While covering Congress, Keilar earned the 2009 National Press Foundation Everett McKinley Dirksen Award for Distinguished Reporting of Congress for her fall 2008 coverage of the $700 billion bank bailout. While covering the Obama White House, Keilar earned the White House Correspondents' Association's 2014 Aldo Beckman Memorial Award for her coverage of the rollout of Obamacare.

Keilar, a military spouse, began writing a column called Home Front in 2019, which tells stories of military families and tries to bridge the civilian-military divide.

Keilar joined New Day in 2021, co-anchoring with John Berman. On September 15, 2022, it was announced that Keilar would leave her role on New Day as the show is replaced by CNN This Morning. She continued to co-anchor the show until the new CNN revamped morning show debuted on November 1.

In April 2023, Keilar joined Boris Sanchez and Jim Sciutto as a co-anchor of a new show titled CNN News Central.

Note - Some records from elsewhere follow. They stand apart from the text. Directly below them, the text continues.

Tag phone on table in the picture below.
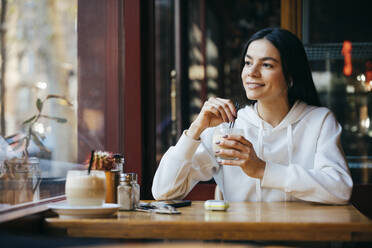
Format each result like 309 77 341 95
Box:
161 200 191 208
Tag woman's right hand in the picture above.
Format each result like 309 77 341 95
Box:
187 97 236 139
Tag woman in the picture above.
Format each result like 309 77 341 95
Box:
152 28 353 204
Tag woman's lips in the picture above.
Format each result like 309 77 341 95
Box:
245 82 265 89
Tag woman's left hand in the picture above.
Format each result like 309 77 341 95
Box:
216 135 266 179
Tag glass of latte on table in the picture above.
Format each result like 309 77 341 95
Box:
65 170 106 206
212 125 244 162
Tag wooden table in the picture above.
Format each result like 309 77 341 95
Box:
45 202 372 241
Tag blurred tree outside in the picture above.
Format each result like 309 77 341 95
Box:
0 0 77 162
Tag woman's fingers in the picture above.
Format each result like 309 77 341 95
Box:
207 97 235 122
216 98 236 122
207 100 229 122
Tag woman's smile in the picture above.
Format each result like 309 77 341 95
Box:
245 82 265 90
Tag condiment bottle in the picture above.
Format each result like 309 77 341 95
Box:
117 173 133 210
128 173 140 208
114 154 125 173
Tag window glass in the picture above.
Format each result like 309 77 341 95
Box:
155 0 280 166
0 0 78 206
305 0 372 183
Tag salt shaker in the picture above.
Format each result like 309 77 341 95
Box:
114 154 125 173
128 173 140 208
117 173 133 210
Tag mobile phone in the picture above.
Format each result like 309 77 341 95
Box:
162 200 191 208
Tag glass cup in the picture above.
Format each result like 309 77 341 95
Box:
65 170 106 206
212 126 244 162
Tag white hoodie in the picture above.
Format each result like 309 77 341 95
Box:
152 101 353 204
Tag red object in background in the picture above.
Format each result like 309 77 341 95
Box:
366 60 372 84
341 40 353 76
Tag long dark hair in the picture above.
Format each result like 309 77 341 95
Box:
241 28 321 106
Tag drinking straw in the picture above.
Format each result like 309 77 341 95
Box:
88 150 94 175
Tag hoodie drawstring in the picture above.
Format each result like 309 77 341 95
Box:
284 124 293 202
256 121 263 202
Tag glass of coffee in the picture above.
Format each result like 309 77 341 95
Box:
212 125 244 162
65 170 106 206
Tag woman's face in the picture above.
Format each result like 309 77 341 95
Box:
242 39 288 102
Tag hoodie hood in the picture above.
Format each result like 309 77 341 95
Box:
238 100 315 130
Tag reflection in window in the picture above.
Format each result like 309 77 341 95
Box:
305 0 372 183
0 0 77 203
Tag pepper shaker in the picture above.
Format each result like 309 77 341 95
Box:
117 173 133 210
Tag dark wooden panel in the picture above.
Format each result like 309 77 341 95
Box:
350 184 372 219
77 0 120 162
123 1 142 183
185 183 216 201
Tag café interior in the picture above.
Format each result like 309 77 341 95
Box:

She co-anchors the afternoon edition which runs from 1 p.m. through 4 p.m.

==Personal life==
Keilar married Dave French on May 2, 2009. They later divorced. In July 2016, Keilar announced that she was engaged to Fernando Lujan, an active duty Green Beret who was then a director on the National Security Council at the White House. During CNN's New Year's Eve Live on December 31, 2016, Brooke Baldwin announced that Keilar and Lujan had married the previous evening in Las Vegas. She gave birth to a boy on June 8, 2018.